Back-Office Service Operations
Obviously, if the thinking around value and profit generation fundamentally changes, so must the way service operations deliver on the promise.  It is here that digital technologies in terms of Connectivity, Augmented Reality, and Data Analytics are becoming a game-changer in how service organizations should deploy their resources.

The digitization of service processes through the latest generation of service management systems is leading managers to challenge:

  • The mix between field and central support
  • Geographical footprint
  • Skill sets: Greater emphasis on customer communication skills (in addition to technical/network skills)
  • How to link service with sales opportunities

These last two points were specifically mentioned in relation to more sophisticated contracts where less time is spent on-site, and more on analysis of customer data. As one leader commented,

”the challenge with digital is to make it seem real!”

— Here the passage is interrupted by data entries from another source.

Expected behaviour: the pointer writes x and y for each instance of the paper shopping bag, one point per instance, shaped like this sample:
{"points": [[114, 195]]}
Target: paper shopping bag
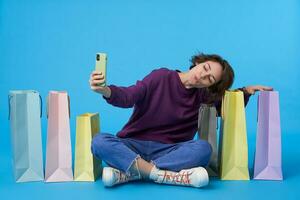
{"points": [[207, 130], [58, 155], [25, 111], [267, 164], [87, 167], [234, 158]]}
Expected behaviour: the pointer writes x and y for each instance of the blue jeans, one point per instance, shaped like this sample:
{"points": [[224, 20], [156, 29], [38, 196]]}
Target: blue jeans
{"points": [[120, 153]]}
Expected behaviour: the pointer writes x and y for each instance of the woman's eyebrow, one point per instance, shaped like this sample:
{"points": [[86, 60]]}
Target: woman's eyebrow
{"points": [[211, 74], [208, 66]]}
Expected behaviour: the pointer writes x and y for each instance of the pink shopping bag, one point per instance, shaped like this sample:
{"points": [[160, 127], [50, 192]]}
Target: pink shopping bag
{"points": [[58, 155]]}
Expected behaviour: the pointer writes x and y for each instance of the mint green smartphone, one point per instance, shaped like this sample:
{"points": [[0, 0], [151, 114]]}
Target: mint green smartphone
{"points": [[101, 59]]}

This drives the need for service organizations to communicate the real value they deliver if they do not want to see their margins eroded.

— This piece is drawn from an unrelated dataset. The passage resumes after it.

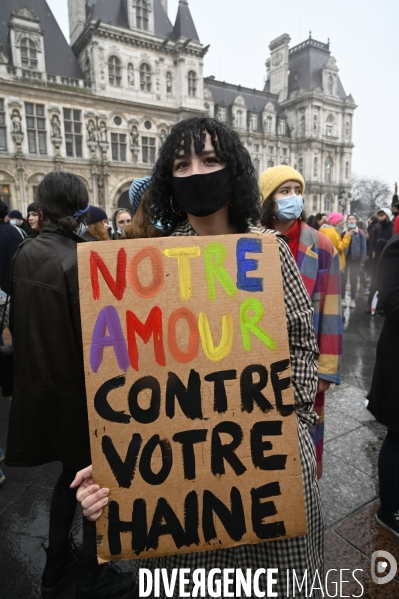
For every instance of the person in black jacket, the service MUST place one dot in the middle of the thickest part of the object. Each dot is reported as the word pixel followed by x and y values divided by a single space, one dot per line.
pixel 48 419
pixel 378 240
pixel 383 396
pixel 10 239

Another important outcome of the discussion was the growing recognition that now service is not just about fixing problems, but also about working with and supporting customers to be more effective. This has consequences for the skillsets within organizations and the creation of new roles such as “Service Account Management”. It should also encourage closeness in the relationship between sales & service. Leading organizations already facilitate this conversation whether it be lead generation, joint visits or fundamentally moving to one Customer Success organization.

Another aspect of the back-office processes that is being transformed is the importance attached to data mining and data analytics. More sophisticated contract solutions must deliver more value to customers, the key source of which is the know-how and intellectual property of the OEM.  Much of this is captured in the Service Management Systems or through IoT platforms. The ability to identify and act on data is now a required core competency of most organizations, yet most professionals’ capabilities are still relatively immature. Hence this will be an important investment focus in the next 2-3 years.

In summary, there was a recognition that COVID has helped accelerate the thinking of both customers and suppliers that there is a need to transform (not just develop) their relationship to evolve more resilient and value-driven win-win partnerships.